When I was growing up, upside down cake was made with pineapple from a can– usually with a maraschino cherry adorning the center of each ring. To a kid it was a marvel of a cake. As an adult I crave something reminiscent of that, but with a bit more seasonality and sophistication. This fig upside-down cake is my answer.
- 12 tablespoon unsalted butter (at room temperature, divided)
- 1 ¼ cup sugar (divided)
- ¼ cup dark rum
- 1 ½ cup all-purpose flour
- 2 teaspoon baking powder
- ¼ teaspoon fine salt
- 2 large eggs (yolks and whites separated)
- 1 teaspoon vanilla extract
- 3/4 cup buttermilk (you may also use whole milk)
- 8–10 ripe figs (or more to taste) halved
Preheat oven to 350 degrees.
Make the rum syrup: Melt 4 tablespoons of the butter in a small sauce pan set over medium heat; stir in ¼ cup sugar. Cook, swirling the pan often, until the sugar dissolves and the liquid turn a medium amber color.
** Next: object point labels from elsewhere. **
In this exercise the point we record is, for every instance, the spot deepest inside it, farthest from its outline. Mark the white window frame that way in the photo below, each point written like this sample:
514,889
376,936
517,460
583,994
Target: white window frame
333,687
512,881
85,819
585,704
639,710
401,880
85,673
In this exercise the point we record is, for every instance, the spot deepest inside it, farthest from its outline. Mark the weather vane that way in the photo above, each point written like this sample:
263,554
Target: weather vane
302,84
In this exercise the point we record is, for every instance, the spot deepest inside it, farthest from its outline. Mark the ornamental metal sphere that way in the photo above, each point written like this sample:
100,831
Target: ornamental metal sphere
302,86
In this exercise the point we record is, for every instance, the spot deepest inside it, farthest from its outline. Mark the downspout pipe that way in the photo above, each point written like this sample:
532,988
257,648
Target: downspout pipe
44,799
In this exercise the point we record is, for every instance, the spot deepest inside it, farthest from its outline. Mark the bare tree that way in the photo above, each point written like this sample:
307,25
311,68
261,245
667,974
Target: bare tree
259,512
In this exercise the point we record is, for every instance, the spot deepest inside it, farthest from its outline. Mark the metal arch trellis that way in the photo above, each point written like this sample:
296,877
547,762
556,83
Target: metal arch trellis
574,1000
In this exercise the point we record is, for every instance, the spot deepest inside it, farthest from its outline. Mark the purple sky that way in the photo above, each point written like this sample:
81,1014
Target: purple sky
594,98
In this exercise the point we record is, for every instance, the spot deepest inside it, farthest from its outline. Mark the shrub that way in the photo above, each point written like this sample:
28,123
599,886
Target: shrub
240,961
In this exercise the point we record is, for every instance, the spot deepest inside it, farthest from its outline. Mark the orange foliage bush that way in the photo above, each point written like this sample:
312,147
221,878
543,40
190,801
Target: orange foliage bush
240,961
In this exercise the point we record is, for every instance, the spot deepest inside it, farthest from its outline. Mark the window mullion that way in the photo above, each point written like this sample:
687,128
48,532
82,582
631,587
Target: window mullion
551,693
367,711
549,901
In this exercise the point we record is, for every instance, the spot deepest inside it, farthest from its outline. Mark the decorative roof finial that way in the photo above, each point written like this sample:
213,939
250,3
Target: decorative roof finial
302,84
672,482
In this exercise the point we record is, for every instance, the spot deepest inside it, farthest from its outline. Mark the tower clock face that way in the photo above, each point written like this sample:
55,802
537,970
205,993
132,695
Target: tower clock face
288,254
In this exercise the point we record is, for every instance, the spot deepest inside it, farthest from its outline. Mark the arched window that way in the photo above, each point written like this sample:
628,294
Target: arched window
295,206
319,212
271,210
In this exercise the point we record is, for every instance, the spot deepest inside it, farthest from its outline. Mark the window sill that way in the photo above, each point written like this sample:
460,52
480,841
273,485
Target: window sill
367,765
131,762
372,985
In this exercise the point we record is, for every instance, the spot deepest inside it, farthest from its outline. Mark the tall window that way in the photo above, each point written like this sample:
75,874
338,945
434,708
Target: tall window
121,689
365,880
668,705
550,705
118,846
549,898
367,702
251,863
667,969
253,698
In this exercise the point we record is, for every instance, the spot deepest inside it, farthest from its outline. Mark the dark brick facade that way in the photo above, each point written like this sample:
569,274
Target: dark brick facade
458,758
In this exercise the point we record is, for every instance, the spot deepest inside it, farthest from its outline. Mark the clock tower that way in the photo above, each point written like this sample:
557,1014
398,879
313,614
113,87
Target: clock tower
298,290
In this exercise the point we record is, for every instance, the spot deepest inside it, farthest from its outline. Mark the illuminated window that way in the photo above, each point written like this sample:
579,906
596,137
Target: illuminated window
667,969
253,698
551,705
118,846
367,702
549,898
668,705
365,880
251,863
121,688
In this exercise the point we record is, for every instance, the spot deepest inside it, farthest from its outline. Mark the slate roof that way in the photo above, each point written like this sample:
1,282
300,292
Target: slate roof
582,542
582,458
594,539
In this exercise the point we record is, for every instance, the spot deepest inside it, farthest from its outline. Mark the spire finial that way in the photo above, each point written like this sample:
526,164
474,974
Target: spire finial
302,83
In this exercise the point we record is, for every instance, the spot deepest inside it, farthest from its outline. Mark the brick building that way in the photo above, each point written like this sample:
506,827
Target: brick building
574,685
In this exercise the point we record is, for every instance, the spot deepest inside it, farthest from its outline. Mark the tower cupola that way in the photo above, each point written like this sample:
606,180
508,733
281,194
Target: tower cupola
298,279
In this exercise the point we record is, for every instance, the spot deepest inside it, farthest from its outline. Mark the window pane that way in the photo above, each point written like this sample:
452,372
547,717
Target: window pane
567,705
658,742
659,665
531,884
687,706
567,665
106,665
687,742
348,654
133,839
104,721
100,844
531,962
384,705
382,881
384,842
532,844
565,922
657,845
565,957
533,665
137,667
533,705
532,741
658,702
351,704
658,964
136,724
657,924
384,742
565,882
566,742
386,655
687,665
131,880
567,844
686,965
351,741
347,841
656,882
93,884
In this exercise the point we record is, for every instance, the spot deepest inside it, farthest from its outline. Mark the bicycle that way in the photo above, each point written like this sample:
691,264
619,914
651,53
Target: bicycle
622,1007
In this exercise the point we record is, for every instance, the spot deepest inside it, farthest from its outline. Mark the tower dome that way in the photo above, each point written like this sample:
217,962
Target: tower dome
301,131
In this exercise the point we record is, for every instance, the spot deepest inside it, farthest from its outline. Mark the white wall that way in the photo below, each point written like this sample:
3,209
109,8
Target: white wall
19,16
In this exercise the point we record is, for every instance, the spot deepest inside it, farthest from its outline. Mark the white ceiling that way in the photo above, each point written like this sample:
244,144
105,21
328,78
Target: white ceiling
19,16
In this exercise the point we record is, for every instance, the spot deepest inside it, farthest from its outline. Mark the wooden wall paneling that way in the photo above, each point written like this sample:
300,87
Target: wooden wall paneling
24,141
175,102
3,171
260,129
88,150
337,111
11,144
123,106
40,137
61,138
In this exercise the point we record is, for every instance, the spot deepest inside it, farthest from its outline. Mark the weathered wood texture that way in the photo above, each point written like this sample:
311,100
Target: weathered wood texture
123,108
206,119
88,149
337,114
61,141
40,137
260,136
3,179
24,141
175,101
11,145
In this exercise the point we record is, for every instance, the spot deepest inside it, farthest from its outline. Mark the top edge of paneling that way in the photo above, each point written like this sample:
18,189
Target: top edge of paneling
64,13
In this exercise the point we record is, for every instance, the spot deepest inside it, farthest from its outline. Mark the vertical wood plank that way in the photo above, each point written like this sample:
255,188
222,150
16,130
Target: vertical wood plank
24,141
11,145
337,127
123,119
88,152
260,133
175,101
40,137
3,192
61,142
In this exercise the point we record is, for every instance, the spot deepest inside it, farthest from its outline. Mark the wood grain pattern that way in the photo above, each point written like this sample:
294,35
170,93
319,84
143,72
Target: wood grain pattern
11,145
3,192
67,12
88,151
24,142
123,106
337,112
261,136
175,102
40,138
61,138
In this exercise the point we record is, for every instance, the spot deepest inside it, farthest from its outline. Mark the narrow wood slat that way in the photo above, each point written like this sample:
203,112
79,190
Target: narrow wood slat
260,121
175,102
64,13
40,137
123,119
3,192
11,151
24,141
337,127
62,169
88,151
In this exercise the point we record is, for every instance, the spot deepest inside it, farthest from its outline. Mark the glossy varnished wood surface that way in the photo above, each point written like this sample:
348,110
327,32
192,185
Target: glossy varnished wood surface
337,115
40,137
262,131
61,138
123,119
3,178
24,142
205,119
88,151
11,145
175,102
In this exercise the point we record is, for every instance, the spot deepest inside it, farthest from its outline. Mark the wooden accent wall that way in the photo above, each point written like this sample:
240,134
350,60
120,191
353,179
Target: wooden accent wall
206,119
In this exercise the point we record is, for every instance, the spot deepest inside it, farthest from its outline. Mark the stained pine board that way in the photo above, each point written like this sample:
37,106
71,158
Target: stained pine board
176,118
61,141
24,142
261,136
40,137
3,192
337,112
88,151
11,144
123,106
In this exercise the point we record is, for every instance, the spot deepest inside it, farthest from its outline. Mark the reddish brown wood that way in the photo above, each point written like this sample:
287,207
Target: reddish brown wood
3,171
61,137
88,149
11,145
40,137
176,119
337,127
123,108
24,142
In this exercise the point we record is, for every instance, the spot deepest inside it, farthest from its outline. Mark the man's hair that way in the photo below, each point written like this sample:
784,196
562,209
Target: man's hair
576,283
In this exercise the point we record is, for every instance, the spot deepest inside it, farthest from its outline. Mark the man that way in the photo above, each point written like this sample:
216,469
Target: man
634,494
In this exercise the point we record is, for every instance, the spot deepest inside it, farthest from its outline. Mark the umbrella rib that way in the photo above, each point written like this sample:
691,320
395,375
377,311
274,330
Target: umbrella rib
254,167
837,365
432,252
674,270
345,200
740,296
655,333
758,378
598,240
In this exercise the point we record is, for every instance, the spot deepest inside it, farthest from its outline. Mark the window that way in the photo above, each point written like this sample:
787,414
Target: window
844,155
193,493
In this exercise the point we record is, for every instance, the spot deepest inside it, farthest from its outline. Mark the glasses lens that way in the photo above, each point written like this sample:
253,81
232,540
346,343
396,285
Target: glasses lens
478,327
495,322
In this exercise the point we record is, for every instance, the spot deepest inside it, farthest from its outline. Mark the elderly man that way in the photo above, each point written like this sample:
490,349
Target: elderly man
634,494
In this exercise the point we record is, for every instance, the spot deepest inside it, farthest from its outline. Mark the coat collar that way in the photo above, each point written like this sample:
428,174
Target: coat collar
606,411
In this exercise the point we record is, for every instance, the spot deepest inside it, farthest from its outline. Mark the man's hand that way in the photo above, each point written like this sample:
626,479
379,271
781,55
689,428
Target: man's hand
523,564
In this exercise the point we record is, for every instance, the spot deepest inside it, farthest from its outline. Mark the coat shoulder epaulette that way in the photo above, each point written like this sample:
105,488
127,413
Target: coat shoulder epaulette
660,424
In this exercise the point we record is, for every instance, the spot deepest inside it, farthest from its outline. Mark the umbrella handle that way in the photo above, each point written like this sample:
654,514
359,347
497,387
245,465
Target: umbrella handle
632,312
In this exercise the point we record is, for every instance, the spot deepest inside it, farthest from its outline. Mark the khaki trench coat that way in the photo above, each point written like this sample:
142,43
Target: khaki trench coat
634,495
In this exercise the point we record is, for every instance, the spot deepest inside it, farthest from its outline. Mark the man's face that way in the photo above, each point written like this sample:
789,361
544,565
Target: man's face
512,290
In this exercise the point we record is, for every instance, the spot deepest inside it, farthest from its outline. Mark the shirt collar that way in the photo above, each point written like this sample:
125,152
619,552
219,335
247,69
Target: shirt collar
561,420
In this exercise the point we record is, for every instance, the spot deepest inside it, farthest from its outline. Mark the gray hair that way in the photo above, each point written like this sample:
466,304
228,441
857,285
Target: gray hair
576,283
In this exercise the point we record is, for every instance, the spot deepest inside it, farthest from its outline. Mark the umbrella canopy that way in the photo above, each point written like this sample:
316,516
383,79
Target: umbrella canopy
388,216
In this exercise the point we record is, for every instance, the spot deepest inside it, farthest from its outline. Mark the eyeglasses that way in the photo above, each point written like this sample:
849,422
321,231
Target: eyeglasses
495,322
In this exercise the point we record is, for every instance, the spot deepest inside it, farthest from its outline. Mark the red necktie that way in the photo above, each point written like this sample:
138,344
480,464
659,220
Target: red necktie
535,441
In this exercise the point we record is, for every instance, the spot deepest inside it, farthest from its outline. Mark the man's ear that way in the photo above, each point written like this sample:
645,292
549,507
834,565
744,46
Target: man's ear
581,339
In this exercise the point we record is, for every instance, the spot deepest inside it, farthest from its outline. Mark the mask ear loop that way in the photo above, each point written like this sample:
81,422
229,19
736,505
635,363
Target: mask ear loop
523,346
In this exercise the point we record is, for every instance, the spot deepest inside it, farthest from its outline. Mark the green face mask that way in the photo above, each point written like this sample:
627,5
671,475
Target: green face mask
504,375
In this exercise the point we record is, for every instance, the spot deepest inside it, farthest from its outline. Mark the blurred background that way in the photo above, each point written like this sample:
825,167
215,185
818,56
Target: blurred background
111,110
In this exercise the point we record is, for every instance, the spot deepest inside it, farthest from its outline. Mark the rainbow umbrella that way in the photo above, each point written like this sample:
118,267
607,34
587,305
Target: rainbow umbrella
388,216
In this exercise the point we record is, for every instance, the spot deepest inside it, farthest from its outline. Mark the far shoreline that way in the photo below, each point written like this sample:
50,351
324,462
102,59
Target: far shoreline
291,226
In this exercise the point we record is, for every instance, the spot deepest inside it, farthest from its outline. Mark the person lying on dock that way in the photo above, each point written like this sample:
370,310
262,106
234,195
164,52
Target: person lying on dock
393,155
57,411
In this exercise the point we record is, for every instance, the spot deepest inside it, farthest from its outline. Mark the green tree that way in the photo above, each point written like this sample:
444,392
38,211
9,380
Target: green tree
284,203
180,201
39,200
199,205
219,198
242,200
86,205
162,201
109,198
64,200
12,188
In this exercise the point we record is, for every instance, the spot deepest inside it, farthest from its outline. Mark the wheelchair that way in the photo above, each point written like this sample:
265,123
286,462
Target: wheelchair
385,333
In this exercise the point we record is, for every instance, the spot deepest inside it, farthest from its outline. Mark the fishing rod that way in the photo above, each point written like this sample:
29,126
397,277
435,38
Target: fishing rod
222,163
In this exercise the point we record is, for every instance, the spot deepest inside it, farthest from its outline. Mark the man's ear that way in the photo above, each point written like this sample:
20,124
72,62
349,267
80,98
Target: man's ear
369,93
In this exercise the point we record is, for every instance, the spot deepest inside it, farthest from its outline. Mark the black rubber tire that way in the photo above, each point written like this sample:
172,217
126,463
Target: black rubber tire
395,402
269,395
Remove from heat and stir in the rum. Set aside.
Butter the insides of a 9‑inch cake pan. Line the bottom of the pan with a parchment round cut to fit edge to edge. Set aside.
Make the cake: In a large bowl sift the flour, baking powder and salt together. Set aside.
In a separate large bowl beat the remaining 8 tablespoons butter with an hand held electric mixer until light in color. Add the remaining 1 cup sugar and continue to beat until fluffy. Add the egg yolks and vanilla and mix them in until just incorporated.
Using a rubber spatula add about ⅓ of the buttermilk to the butter and sugar mixture; stir until just combined. Next add about ½ of the flour mixture; stir until just combined. Repeat with another ⅓ buttermilk and the remaining flour mixture; finish with the remaining buttermilk. Set aside.
In a clean bowl use the hand mixer with clean whisk attachments to beat the egg whites until soft peaks occur. Working in 2 additions, fold the egg whites into the prepared batter. It’s fine if the mixture looks streaky, don’t over mix.
Pour the rum syrup into the prepared pan. Lay the figs (cut side down) evenly spaced in an attractive manner over the syrup. Dollop the batter in several additions even on top of the figs. Try to keep them in place as well as possible. Gently spread the batter to cover the figs.
Bake in the heated oven until the cake is golden and puffed and cooked through in the center, about 40 minutes.
Let cool the cake on a rack about 20 minutes.
To serve: Set a flat serving plate that’s larger than the cake pan upside down on top of the cake pan. Using oven mitts or thick kitchen towels in both hands, hold the plate and cake pan firmly together in front of you. Quickly invert both the plate and the cake pan in one confident motion, letting the cake fall onto the plate. Carefully remove the cake pan allowing the cake to settle in one piece onto the serving plate. Be careful as the syrup may be hot. Gently peel off the parchment. Serve warm or at room temperature.